全員が名札をつけ、ペンとチェックリストをもち、Lサイズのドリンクを手にしていた。部屋のあちこちに散らばる小さなテーブルに女性陣がついた。このイベントを開いたスピードデート会社の代表が司会に立ち、小さなベルを鳴らして、割り当てられた「デート」へと急ぐよう、男性陣に促す。デートの制限時間はおのおの3分間。3分たつとまたベルが鳴り、二人は握手して(勇気があれば、お互いにほおに軽くキスをして)、男性陣は次のテーブルと次の女性にさっと移動する。30分後、お見合いはすべて終了し、参加者はリストのそれぞれの名前の欄にある「デートする」「デートしない」の項目にチェックしていた。その情報は翌日にインターネットでしか確認できないが、スピードデートが終わったあとは、幸せな無知に包まれてバーでおしゃべりすることもできるし、お互いがその気なら"お持ち帰り"もできる。
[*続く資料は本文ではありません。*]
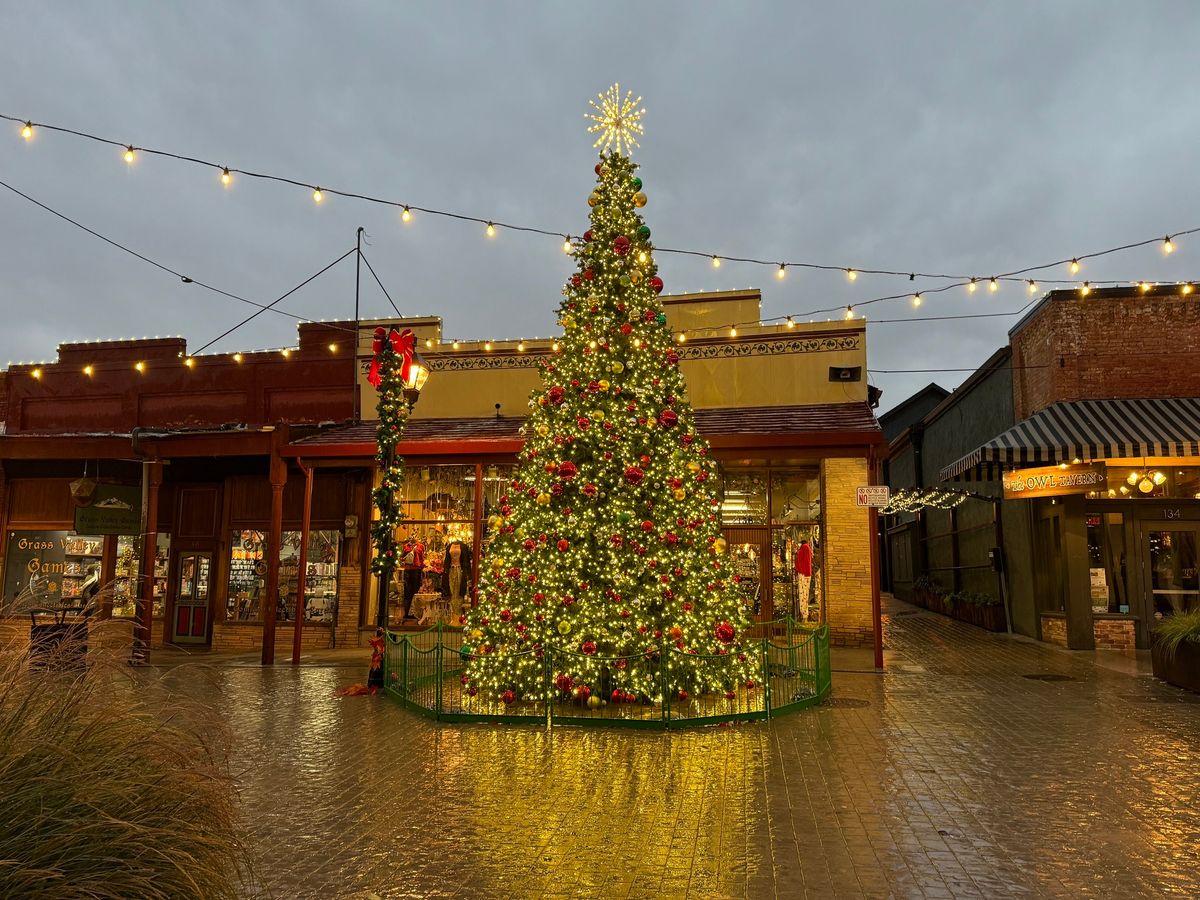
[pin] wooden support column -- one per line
(873, 523)
(303, 565)
(1080, 634)
(151, 480)
(274, 540)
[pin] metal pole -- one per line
(354, 369)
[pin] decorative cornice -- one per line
(721, 348)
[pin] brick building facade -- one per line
(1099, 390)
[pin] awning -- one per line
(1087, 430)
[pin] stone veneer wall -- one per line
(847, 555)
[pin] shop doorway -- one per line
(193, 573)
(1170, 558)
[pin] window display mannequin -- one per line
(456, 570)
(803, 577)
(412, 558)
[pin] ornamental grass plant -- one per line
(1173, 630)
(111, 784)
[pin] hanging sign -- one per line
(114, 509)
(1055, 480)
(873, 496)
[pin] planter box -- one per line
(990, 618)
(1182, 670)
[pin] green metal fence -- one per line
(425, 671)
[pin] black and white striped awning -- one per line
(1087, 430)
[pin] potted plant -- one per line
(1175, 649)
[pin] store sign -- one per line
(114, 509)
(873, 496)
(1055, 480)
(35, 568)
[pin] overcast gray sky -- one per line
(933, 136)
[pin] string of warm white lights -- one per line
(913, 499)
(130, 151)
(731, 329)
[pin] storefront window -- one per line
(247, 576)
(743, 496)
(319, 579)
(1175, 583)
(52, 569)
(126, 586)
(1107, 562)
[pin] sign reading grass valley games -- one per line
(1055, 480)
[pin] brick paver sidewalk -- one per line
(953, 774)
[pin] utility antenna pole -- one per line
(354, 369)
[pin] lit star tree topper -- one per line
(606, 579)
(616, 121)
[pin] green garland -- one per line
(393, 412)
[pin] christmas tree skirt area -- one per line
(426, 672)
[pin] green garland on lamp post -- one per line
(393, 359)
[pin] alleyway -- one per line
(954, 774)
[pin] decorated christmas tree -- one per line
(606, 574)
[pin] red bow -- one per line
(402, 343)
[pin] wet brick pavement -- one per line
(952, 775)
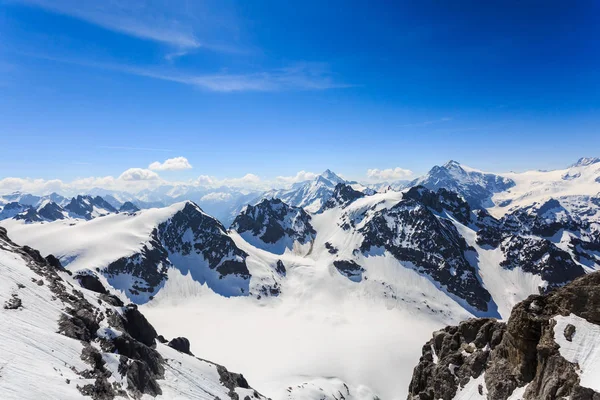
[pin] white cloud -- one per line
(388, 174)
(426, 123)
(172, 164)
(299, 177)
(138, 174)
(246, 181)
(216, 196)
(205, 180)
 スピードデートの利点は「結果がでるときには顔を直接顔をあわせることは無いので、義理でチェックを入れることが無い。」ということだ。つまり、このデートの結果は「本音」であり、だからこそデータとしての価値がある。
では結果を見てみよう。
アメリカとイギリスで行われた2000回以上のスピードデートの結果を集計すると、男性は参加した女性の10人に1人、女性は参加した男性の20人に1人にチェックを入れていて、チェックされやすかったのは「背の高い男性」「スリムな女性」「非喫煙者」「専門職」だった。
ここまでは妥当な結論だ。
面白いのは、なんと、いつもより参加者の質が高くても低くてもチェック率はほとんど変わらなかったのだ。
つまり、いつもより太っている女性が2倍いてもスリムな女性が2倍いても、男性のチェック率は変わらなかったのだ。これは女性にも当てはまった。

まとめ: 人は、自分との相性が完璧なたった1人を追い求めているわけでは無く、市場の状況に合わせて自分の許容レベルを上げたり下げたりしている可能性が高い。


追記: タイトルを「理想の結婚」から「理想の相手」に変更しました。